II. Qu’en est-il du paiement des impôts et des taxes ?
L’ordonnance est limpide sur ce point : le report en matière d’opérations de contrôle fiscal ne s’applique pas aux déclarations servant à l’imposition et à l’assiette, à la liquidation et au
recouvrement des impôts, droits et taxes.
Si l’incertitude était permise quant au paiement des dettes fiscales et douanières pour le mois
d’avril 2020, le Gouvernement a tranché : la déclaration et le paiement des impôts, droits et
taxes ne devraient pas être suspendus.
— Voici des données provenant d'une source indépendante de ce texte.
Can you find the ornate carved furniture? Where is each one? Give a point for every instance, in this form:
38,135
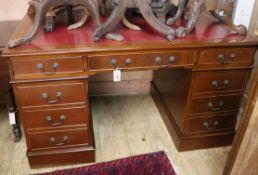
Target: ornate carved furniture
220,9
42,6
198,85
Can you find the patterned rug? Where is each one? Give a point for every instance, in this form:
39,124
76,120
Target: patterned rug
147,164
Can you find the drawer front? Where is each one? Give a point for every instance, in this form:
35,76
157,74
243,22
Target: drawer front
110,62
215,104
186,58
240,56
220,81
47,66
59,138
211,124
51,93
56,118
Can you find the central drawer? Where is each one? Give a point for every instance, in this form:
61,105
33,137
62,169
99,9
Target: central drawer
147,60
57,139
56,93
55,118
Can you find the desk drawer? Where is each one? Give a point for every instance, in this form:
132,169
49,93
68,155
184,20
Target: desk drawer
220,81
215,104
56,118
211,123
59,138
47,66
37,94
110,62
186,58
228,57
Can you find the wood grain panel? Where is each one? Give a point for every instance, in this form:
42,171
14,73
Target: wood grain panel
218,81
38,120
62,138
46,66
31,95
215,104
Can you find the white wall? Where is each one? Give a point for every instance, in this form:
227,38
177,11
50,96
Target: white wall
11,10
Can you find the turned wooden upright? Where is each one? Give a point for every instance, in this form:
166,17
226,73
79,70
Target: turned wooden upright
198,85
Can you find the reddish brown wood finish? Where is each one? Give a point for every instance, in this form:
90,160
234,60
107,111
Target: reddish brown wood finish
60,138
201,105
38,120
214,123
47,66
4,78
179,93
31,95
141,60
236,81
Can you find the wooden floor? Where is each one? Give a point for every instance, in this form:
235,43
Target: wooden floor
123,126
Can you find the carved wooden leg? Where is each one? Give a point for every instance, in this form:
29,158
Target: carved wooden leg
115,17
42,9
197,7
11,107
180,10
227,19
147,13
40,13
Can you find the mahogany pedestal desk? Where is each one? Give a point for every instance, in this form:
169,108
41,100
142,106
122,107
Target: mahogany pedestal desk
198,85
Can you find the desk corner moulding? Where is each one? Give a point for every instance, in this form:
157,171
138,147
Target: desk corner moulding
198,80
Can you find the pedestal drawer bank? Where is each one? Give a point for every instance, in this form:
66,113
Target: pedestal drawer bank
198,86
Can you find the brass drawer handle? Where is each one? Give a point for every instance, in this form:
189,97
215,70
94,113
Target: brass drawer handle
53,141
41,67
128,61
171,59
211,128
217,87
59,95
114,62
222,59
219,108
158,60
60,122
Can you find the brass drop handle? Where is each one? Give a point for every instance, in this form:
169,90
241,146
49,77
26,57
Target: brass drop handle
64,141
171,59
45,96
158,60
41,67
223,60
128,61
232,56
215,84
114,62
219,108
60,122
209,127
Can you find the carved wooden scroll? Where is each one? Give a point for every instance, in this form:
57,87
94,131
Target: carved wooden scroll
42,8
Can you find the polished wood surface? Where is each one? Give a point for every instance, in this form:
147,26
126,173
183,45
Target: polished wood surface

L’objectif étant pour selon le Rapport au Président de
la République de « préserver le recouvrement des recettes publiques nécessaires au
fonctionnement des services publics et au soutien de l’économie ».
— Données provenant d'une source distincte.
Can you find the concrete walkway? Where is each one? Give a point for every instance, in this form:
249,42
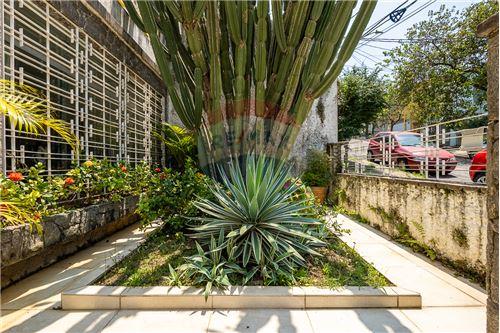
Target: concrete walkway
449,304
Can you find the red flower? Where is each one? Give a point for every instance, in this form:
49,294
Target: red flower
15,176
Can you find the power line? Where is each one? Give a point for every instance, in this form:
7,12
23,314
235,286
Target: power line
389,28
385,19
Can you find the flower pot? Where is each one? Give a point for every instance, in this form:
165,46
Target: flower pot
319,193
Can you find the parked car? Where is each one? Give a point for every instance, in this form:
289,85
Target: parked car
477,170
407,151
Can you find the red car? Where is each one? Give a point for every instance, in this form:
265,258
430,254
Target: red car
408,152
477,170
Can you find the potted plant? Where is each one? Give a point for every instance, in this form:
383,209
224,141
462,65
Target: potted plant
317,174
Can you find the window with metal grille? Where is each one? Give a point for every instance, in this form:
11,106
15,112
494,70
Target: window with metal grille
112,110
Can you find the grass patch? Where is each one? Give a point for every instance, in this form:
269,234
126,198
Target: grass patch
148,265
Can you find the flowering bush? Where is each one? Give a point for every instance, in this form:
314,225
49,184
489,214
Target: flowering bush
27,196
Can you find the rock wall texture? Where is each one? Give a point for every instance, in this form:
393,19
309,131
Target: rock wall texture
318,130
489,29
24,251
451,219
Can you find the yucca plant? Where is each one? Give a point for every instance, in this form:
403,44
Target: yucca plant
207,268
244,74
263,230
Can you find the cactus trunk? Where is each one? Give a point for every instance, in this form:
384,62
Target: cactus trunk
244,74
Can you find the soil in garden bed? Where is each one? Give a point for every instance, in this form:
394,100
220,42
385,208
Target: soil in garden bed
148,265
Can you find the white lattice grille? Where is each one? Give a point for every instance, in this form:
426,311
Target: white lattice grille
111,109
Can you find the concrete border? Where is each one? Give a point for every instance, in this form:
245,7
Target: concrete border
237,297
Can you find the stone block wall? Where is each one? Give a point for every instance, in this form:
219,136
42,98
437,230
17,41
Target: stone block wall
449,218
24,251
489,29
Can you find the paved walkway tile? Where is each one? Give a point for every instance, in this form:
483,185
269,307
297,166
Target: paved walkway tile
54,321
42,289
360,321
260,321
449,304
408,270
129,321
449,319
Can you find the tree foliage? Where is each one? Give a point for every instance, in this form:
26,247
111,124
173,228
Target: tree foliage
361,99
441,71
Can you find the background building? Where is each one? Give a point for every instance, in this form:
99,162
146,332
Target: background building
97,70
94,68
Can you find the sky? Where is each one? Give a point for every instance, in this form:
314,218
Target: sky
372,53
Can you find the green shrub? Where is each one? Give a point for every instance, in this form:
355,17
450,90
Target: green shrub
317,171
27,196
180,145
171,197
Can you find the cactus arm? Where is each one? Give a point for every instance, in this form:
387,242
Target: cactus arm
198,97
260,58
321,58
150,28
298,19
173,8
198,10
227,69
214,50
302,54
279,27
347,47
233,21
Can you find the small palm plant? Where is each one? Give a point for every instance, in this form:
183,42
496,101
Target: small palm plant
26,109
265,229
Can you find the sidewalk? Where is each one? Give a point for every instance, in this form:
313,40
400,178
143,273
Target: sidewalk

Cela étant dit, il est nécessaire de concilier en pratique cette annonce, avec celles de la semaine
dernière par lesquelles le Gouvernement déclarait son entier soutien aux entreprises subissant
de plein fouet la crise du Coronavirus, en leur permettant de solliciter un report du paiement
des impôts directs dus au titre du mois de mars ou encore des remises d’impôts directs.
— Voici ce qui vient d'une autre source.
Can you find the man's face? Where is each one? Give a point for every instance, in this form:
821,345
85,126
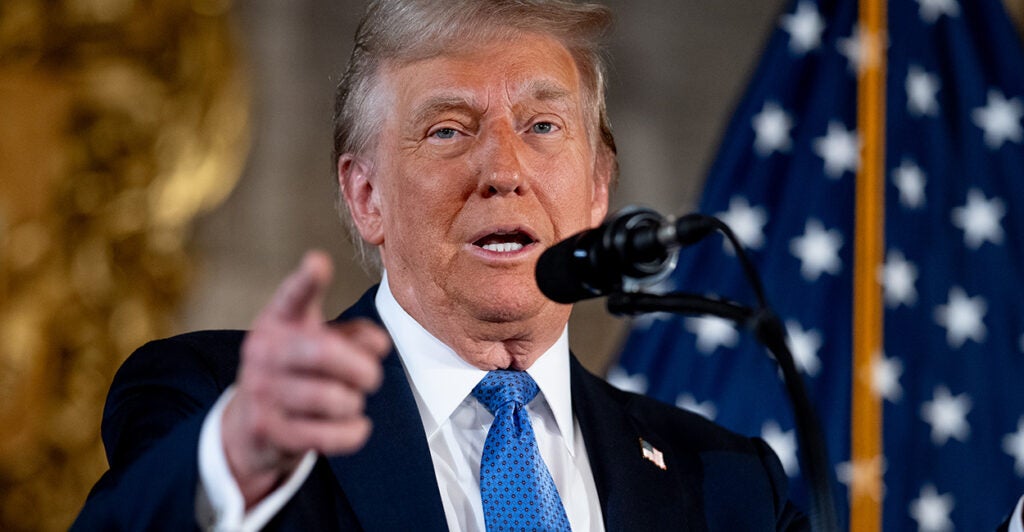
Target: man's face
483,161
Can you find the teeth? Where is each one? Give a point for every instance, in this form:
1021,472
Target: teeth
503,248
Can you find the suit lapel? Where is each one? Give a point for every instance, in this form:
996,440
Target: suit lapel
390,483
635,493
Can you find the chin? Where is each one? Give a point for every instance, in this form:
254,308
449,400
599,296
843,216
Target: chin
517,302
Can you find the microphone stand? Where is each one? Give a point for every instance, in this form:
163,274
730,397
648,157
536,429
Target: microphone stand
768,329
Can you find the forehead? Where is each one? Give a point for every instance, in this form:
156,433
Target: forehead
526,67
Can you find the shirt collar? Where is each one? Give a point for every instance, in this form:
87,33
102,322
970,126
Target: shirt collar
441,380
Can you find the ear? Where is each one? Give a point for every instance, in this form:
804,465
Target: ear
360,196
604,170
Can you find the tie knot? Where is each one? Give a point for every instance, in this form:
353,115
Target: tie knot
502,386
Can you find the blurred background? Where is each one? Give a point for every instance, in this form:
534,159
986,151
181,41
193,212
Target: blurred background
165,163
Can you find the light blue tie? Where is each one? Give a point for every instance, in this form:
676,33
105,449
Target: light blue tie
515,485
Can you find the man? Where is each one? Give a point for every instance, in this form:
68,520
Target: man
470,135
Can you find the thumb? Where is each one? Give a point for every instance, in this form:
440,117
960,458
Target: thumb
302,292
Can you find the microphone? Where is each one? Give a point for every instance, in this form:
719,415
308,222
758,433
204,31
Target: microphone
635,247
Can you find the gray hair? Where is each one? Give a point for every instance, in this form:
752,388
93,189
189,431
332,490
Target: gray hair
406,31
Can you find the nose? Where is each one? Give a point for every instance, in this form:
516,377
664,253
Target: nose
502,171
En ce sens, de nouvelles demandes de report pourront-elles être soumises pour des droits et
taxes dus au titre du mois d’avril ? Rien n’est moins sûr, mais l’opportunité pourrait se
présenter, selon les cas.
Pour ce qui est des demandes déjà présentées au titre du mois de mars, a priori, pas
d’inquiétude : le paiement de ces impôts est repoussé au 16 juin 2020!
Cependant, le doute est désormais permis concernant les mois suivants, alors même que la
trésorerie des entreprises sera soumise à rude épreuve dans les temps à venir.
Enfin, il importe de rappeler que ce report (pour le mois de mars notamment) ne concerne pas
de plein droit les droits taxes perçus par l’administration des douanes, même si les autorités
douanières ont confirmé qu’elles feraient preuve de souplesse dans les cas de situations
critiques et motivées.
III. La suspension des délais de recouvrement est-elle également prévue ?
Suite à cette ordonnance, les délais applicables en matière de recouvrement et de contestation
des créances publiques prévus à peine de nullité, caducité, forclusion, prescription,
inopposabilité ou déchéance d’un droit ou d’une action sont suspendus pendant la durée de
l’état d’urgence sanitaire augmentée de trois mois.
Ces dispositions concernent l’ensemble des créances dont le recouvrement incombe aux
comptables publics et devraient, en toute vraisemblance, concerner tant le recouvrement et le
contentieux du recouvrement fiscal que douanier.
Si l’ensemble de ces mesures prises dans ce contexte si particulier d’état d’urgence sanitaire
doivent être saluées, nous invitons l’ensemble des entreprises au pragmatisme et à la vigilance
dans le suivi et l’anticipation de ces problématiques et des délais associés.